Singular Conduct of a Boy.

George Cooper, 12, living in Natal-road, Streatham, was charged with breaking and entering the house of William Phipps, Ellora-road, Streatham, and stealing therein £1.3s.

The house of the prosecutor had been entered on two Sundays prior to the 12th inst., and money taken, the prosecutor being absent at church. On Sunday Police-constable Witt, 236 W, kept watch. He saw the prisoner go to the basement window, and try to raise it but failed. He endeavoured with a knife to force back the catch, but in this he did not succeed. He then cut the putty away from a pane of glass, removed the latter, opened the window, and got inside. The constable stopped the prisoner as he was ascending the stairs, and asked him what he was doing there. He said he had lost a ball, and had come to look for it. He was told that story would not do, and he would have to go to the station. On the way there he admitted having twice before entered the house and stolen money.
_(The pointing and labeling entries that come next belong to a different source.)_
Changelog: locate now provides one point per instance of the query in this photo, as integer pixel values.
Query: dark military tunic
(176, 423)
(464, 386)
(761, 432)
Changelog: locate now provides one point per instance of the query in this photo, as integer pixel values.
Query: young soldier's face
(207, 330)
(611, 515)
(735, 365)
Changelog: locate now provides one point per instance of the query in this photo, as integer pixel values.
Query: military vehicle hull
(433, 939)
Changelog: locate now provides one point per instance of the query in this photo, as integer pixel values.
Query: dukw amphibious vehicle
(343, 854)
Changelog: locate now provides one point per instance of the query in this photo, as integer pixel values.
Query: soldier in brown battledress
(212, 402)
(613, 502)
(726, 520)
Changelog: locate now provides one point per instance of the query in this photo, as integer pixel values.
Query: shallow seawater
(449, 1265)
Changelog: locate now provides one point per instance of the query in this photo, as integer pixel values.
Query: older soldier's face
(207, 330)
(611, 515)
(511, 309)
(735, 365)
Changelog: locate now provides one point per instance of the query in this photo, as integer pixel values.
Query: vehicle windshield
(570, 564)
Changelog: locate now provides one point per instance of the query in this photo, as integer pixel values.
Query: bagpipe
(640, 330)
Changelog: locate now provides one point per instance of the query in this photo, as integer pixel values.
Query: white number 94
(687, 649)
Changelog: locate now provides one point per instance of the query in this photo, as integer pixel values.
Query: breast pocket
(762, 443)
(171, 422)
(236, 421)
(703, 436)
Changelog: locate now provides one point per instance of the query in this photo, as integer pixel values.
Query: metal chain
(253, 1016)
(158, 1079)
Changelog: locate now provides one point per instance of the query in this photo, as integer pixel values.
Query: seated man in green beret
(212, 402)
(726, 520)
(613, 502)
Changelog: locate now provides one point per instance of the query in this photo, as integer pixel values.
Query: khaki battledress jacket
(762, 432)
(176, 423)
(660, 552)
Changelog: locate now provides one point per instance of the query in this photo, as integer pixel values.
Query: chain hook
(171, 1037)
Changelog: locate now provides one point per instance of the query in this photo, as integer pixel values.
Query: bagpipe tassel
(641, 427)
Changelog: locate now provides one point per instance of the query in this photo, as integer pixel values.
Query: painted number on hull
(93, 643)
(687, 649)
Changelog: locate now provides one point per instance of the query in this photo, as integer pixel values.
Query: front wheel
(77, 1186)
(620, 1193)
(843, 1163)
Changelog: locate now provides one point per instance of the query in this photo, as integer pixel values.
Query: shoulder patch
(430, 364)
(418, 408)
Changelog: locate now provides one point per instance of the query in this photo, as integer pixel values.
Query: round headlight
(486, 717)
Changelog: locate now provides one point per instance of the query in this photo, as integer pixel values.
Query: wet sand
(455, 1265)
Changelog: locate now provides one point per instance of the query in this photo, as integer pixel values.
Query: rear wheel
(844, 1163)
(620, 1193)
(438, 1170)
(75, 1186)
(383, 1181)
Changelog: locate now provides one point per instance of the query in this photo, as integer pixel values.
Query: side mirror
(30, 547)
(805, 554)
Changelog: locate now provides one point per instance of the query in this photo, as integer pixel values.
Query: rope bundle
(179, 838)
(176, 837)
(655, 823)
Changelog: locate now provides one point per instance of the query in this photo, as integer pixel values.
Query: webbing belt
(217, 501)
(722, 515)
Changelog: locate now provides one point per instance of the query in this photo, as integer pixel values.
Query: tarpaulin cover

Newbath (the under gaoler) informed the magistrate that the boy had said another lad had told him how he broke into his master’s place, and that was how he learned to do this.

Some friends of the boy came forward, and in answer to Mr. Biron said the lad had always acted very properly prior to this.

Mr. Biron asked the mother of the boy if she was willing he should deal with it, and she said she was.

Mr. Biron said it was an alarming thing to see a lad of respectable appearance starting such a life. He ordered him to receive 12 strokes with a birch rod.